Stations unlocked their doors at 7 a.m. local time (1200 GMT), with closure set for 5 p.m. (2200 GMT). The National Office of Electoral Processes confirmed that preliminary results are expected late Sunday evening, with authorities targeting a 60% vote count by midnight.

Three frontrunners have dominated pre-election polling, spanning the full breadth of the ideological spectrum — yet not one commands enough support to clinch an outright first-round win. Peruvian electoral law requires an absolute majority exceeding 50% to avoid a runoff, and with the vote splintered across dozens of candidates, analysts widely anticipate a decisive second round on June 7.

Leading the pack is Keiko Fujimori of Fuerza Popular — daughter of the late former President Alberto Fujimori — making her fourth run at the presidency by consolidating a firm far-right base. She is flanked on the right by Rafael Lopez Aliaga of Renovacion Popular, the conservative former Lima mayor who stepped down from that post to mount his second presidential bid.

Rounding out the frontrunner trio is Ricardo Belmont, an 80-year-old media magnate and former mayor whose surging anti-establishment appeal reflects widespread public disillusionment following a prolonged string of political crises.

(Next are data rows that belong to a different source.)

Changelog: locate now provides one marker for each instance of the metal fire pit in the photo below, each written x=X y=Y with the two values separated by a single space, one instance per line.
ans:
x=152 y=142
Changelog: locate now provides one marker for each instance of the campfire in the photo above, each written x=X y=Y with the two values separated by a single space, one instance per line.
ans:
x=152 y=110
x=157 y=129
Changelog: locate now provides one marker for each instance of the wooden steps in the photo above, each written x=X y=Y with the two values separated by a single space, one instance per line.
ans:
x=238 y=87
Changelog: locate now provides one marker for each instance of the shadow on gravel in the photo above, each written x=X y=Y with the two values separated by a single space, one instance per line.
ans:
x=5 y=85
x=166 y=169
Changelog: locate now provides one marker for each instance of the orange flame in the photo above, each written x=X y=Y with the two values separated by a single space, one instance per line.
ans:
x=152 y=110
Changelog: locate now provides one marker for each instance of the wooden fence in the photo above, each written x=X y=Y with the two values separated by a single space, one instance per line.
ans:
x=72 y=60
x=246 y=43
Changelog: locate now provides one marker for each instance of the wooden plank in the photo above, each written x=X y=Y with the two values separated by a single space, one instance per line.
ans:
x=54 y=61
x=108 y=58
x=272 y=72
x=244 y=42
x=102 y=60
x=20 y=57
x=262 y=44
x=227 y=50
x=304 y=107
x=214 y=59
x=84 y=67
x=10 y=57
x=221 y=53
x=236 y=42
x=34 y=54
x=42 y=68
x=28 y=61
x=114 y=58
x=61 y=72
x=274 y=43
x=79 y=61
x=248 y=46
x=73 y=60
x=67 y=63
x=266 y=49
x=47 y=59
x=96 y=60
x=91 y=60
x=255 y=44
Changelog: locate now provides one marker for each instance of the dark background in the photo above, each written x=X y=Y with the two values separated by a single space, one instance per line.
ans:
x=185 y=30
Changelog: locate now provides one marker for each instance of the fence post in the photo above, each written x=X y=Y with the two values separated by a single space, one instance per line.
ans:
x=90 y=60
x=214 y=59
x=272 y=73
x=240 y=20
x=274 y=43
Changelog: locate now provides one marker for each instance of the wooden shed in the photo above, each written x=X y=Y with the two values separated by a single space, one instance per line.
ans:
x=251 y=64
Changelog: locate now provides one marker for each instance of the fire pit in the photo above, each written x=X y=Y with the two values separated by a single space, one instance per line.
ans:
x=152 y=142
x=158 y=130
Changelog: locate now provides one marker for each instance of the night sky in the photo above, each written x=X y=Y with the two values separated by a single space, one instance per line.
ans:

That turbulence is precisely what this election is designed to address. Peru has cycled through eight presidents over the past decade, a revolving door of power driven by relentless impeachments and gridlock between the executive and legislative branches.

In a sweeping structural bid to reverse that dysfunction, Sunday's vote also inaugurates a return to a bicameral Congress — the first in more than 30 years. The reconstituted legislature will comprise a 60-seat Senate alongside a 130-member Chamber of Deputies, with all legislators serving five-year terms. The reform is expressly intended to introduce checks that curtail the institutional instability which has plagued the republic.

Participation is compulsory for all citizens between the ages of 18 and 70. The National Jury of Elections reports that upward of 25 million registered voters are eligible to cast ballots, underscoring the extraordinary scale of Sunday's democratic exercise.